Simoni acredita que essa facilidade pode ter impulsionado a abstenção entre aqueles que enxergam o processo eleitoral como repetitivo ou que não sentem uma conexão direta com os candidatos.
2. 'Efeito Marçal'
Terceiro colocado nestas eleições, Pablo Marçal (PRTB) foi um fenômeno novo neste ano. Com alto engajamento nas redes sociais, ele mobilizou 1,7 milhão de eleitores no primeiro turno.
Na segunda etapa das eleições, ele continuou a influenciar o pleito, até mesmo organizando sabatinas entre os candidatos — apenas Boulos aceitou participar.
A postura "anti-sistema" de Marçal durante todo o pleito pode ter influenciado simpatizantes. Ele também não votou neste segundo turno, já que está em Roma, na Itália.
"Ele passou a campanha inteira ressaltando que era o único diferente dos demais. Ele ressaltava esse discurso de que todos os políticos eram iguais, e isso pode ter desmobilizado seu eleitorado."
Cila Schulman diz que Marçal, no segundo turno, fez "apologia ao voto nulo".
"A alta rejeição do candidato Guilherme Boulos, somada à ausência de Pablo Marçal, ajudam a explicar os números de nulos, brancos e abstenções, além do fato de que depois da pandemia o voto no Brasil, na prática, deixou de ser obrigatório, com a justificativa de ausência facilitada por um aplicativo."
3. Questões meteorológicas e do cotidiano
A terceira explicação, que Simoni diz ser frequentemente negligenciada nas análises políticas, está relacionada a aspectos práticos da vida dos eleitores.
"Às vezes esquecemos das dificuldades enfrentadas por muitos eleitores: preferem ficar com a família, cuidando das crianças, ou têm outras razões mais práticas para não votar", destaca o professor.
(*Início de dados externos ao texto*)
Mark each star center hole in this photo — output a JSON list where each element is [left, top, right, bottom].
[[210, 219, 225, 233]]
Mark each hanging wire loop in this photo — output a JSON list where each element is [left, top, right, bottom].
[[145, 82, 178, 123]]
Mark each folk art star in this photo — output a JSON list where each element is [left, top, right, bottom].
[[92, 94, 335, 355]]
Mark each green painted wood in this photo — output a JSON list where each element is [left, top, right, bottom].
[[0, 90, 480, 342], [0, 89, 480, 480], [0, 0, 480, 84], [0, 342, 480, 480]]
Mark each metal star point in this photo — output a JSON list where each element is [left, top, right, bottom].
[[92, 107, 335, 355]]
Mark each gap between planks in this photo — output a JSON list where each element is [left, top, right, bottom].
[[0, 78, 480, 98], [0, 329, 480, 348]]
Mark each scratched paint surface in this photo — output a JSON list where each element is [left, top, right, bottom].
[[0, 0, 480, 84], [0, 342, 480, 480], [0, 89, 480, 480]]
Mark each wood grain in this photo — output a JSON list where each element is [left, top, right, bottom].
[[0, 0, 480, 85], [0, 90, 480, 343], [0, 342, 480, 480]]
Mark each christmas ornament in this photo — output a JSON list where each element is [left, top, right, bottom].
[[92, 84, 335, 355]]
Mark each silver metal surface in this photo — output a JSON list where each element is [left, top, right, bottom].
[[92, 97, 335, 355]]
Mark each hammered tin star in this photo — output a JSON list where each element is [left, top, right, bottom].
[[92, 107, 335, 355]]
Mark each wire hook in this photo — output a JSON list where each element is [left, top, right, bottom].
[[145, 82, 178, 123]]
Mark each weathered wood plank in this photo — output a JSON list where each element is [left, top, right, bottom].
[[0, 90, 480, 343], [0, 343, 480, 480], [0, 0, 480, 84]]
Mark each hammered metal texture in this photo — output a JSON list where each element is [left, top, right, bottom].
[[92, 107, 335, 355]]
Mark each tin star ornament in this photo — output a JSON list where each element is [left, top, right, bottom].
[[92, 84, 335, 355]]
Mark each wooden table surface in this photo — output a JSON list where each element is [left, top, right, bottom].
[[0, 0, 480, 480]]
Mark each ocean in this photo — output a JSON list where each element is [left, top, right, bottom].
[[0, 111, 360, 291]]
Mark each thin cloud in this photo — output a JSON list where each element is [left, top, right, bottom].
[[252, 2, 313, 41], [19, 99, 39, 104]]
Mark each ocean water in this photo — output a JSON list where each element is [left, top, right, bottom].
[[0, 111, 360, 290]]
Simoni Jr. observa que esse padrão não é exclusivo das eleições municipais. Nas eleições presidenciais, por exemplo, o percentual de comparecimento às urnas costuma ser menor entre eleitores de baixa renda, que enfrentam desafios como o cuidado com crianças ou idosos.
Questões meteorológicas também desanimam o eleitor a sair de casa. Com mínima de 19°C e garoa persistente por quase todo o dia, o clima deste domingo na capital também pode ter afastado os paulistanos das urnas.